The character will act as the temporary co-host of This Time, a fictional evening weekday magazine show that sounds remarkably like The One Show, marking Partridge’s “first return to live television since his 90s chat show Knowing Me, Knowing You was cancelled after a guest was fatally shot on air.”
Speaking to Marc Maron ion his WTF podcast, Coogan confirmed that the show will debut on the BBC in February.
Speaking about what series will focus on, the actor said: “What we do is we have him trying to jump on the bandwagon and say, you know, he says ‘Hey! I’ve made mistakes, I’ve stood on the side of the sidewalk and slow hand-clapped while I watch a woman try to parallel park, you know, and I feel bad about that. And now if I saw a woman doing it now, I would shout instructions’.
“He’s sometimes ignorant and prejudiced but he tries to do the right thing. Early on we made him too predictably conservative a bit like shooting fish in a barrel – a caricature. Whereas now we do him as someone who realises that he’s got to get on message. He’s struggling to do the thing he’s supposed to.”
One of the topics Partridge will tackle is the #MeToo movement, ”There’s a whole episode about that,” Coogan said. ”That’s such a difficult topic for anyone to talk about for anyone to say anything about, but if you’re doing a character it weirdly gives you this licence to. You can get things wrong in a big way and it’s fine because it’s him doing it.
“You’re not sanctioning or agreeing with what he’s saying, you’re saying ‘this guy gets things wrong’ so you have licence to do it. And this is the crucial thing, because you’ve got a comic character he can say stuff that you go, ‘that is so off message,’ but sometimes he can say stuff that’s true that I can’t say. So the fool can point something out that everyone secretly knows to be true.’
“You’re not saying that he’s right and you’re not saying that he’s wrong.

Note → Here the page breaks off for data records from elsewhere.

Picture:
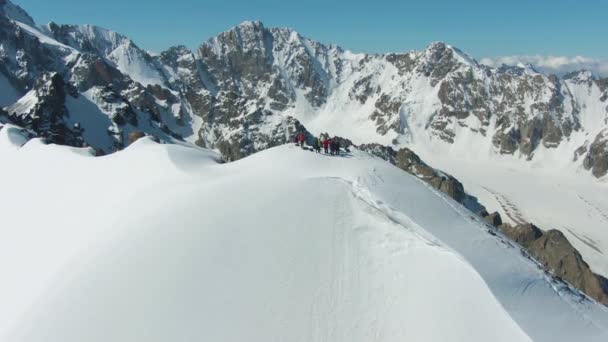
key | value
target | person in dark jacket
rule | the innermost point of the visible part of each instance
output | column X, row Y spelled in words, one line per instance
column 302, row 139
column 337, row 146
column 317, row 145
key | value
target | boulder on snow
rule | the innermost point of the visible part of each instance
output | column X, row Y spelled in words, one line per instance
column 135, row 135
column 553, row 250
column 493, row 219
column 524, row 234
column 410, row 162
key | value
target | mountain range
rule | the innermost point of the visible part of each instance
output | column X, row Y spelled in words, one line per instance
column 253, row 87
column 238, row 91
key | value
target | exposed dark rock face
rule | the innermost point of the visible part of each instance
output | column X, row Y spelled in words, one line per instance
column 494, row 219
column 242, row 79
column 596, row 159
column 555, row 252
column 47, row 116
column 410, row 162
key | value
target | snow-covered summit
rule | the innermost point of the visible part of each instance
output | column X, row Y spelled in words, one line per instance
column 16, row 13
column 357, row 242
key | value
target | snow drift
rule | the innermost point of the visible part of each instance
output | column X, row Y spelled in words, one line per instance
column 164, row 243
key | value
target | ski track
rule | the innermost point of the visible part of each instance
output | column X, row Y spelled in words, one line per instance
column 595, row 207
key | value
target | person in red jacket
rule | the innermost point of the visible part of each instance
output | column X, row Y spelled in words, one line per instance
column 326, row 145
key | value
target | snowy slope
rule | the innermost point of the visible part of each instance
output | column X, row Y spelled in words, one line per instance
column 162, row 243
column 8, row 93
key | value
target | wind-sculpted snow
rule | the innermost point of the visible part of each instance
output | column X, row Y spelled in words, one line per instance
column 163, row 243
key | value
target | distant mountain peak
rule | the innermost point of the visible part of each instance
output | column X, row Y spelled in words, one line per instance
column 16, row 13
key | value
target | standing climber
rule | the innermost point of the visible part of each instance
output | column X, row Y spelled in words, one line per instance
column 337, row 146
column 326, row 145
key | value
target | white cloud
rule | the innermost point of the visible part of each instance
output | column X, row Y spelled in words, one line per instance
column 558, row 65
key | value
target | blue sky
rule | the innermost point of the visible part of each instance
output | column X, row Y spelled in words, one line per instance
column 481, row 28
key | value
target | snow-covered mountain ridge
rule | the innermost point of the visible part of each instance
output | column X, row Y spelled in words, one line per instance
column 360, row 251
column 252, row 87
column 236, row 91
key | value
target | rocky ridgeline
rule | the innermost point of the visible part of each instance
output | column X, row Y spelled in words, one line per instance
column 239, row 92
column 553, row 250
column 237, row 89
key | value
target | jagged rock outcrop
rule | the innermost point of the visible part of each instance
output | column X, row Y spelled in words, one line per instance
column 553, row 250
column 247, row 80
column 410, row 162
column 492, row 219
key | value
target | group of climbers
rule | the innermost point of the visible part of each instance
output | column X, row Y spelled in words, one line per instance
column 329, row 145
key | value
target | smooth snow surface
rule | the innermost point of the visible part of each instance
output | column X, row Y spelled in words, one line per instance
column 8, row 93
column 162, row 243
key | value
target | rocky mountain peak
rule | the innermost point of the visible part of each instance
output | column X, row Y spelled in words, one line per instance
column 15, row 12
column 580, row 76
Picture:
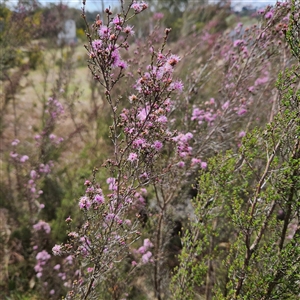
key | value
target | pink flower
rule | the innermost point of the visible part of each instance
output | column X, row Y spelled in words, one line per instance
column 242, row 134
column 56, row 250
column 139, row 6
column 42, row 225
column 98, row 199
column 241, row 111
column 173, row 60
column 157, row 145
column 176, row 86
column 181, row 164
column 90, row 270
column 84, row 202
column 237, row 43
column 24, row 158
column 43, row 255
column 158, row 16
column 203, row 165
column 195, row 161
column 138, row 143
column 13, row 154
column 118, row 20
column 132, row 157
column 38, row 268
column 33, row 174
column 15, row 142
column 133, row 263
column 103, row 31
column 146, row 257
column 269, row 15
column 112, row 184
column 128, row 30
column 96, row 44
column 147, row 244
column 225, row 105
column 162, row 119
column 142, row 250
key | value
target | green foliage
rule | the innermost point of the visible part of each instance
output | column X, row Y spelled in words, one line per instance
column 239, row 201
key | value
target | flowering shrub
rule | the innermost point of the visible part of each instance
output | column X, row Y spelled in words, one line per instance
column 171, row 112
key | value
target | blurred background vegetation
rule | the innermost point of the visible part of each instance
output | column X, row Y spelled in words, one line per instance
column 33, row 67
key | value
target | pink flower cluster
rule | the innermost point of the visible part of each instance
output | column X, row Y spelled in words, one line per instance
column 42, row 258
column 144, row 250
column 42, row 225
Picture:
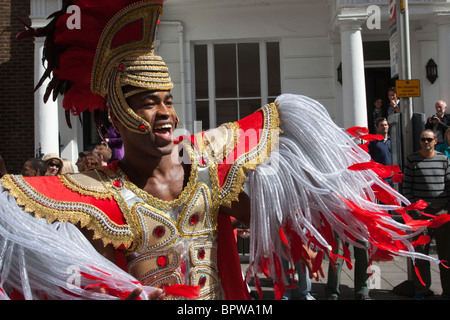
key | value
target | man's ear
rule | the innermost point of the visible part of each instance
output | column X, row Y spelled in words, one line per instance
column 114, row 121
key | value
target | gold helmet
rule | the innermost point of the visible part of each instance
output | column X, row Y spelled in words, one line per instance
column 112, row 49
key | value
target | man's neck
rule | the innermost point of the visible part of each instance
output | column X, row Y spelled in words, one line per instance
column 139, row 170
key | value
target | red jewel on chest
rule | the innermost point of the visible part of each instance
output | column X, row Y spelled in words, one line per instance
column 159, row 231
column 194, row 219
column 202, row 281
column 118, row 183
column 201, row 254
column 162, row 261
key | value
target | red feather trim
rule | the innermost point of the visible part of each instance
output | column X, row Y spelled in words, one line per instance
column 421, row 241
column 181, row 290
column 419, row 205
column 439, row 220
column 371, row 137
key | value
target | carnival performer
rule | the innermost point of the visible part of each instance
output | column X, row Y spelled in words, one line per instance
column 160, row 217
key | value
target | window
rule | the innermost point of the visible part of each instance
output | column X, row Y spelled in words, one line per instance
column 233, row 80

It allows you to sprinkle a little humanity on arguments that are atrocious.”
This Time With Alan Partridge marks the character’s first major appearance on the BBC since the sitcom I’m Alan Partridge, which ended in 2002. Since then, Coogan has played the controversial broadcaster on various occasions, the most notable being the film Alan Partridge: Alpha Papa.
Susannah Fielding, best known for appearing in The Great Outdoors and Black Mirror, will play Partridge’s co-presenter Jennie Gresham in the six-part series, while Tim Key returns as Sidekick Simon.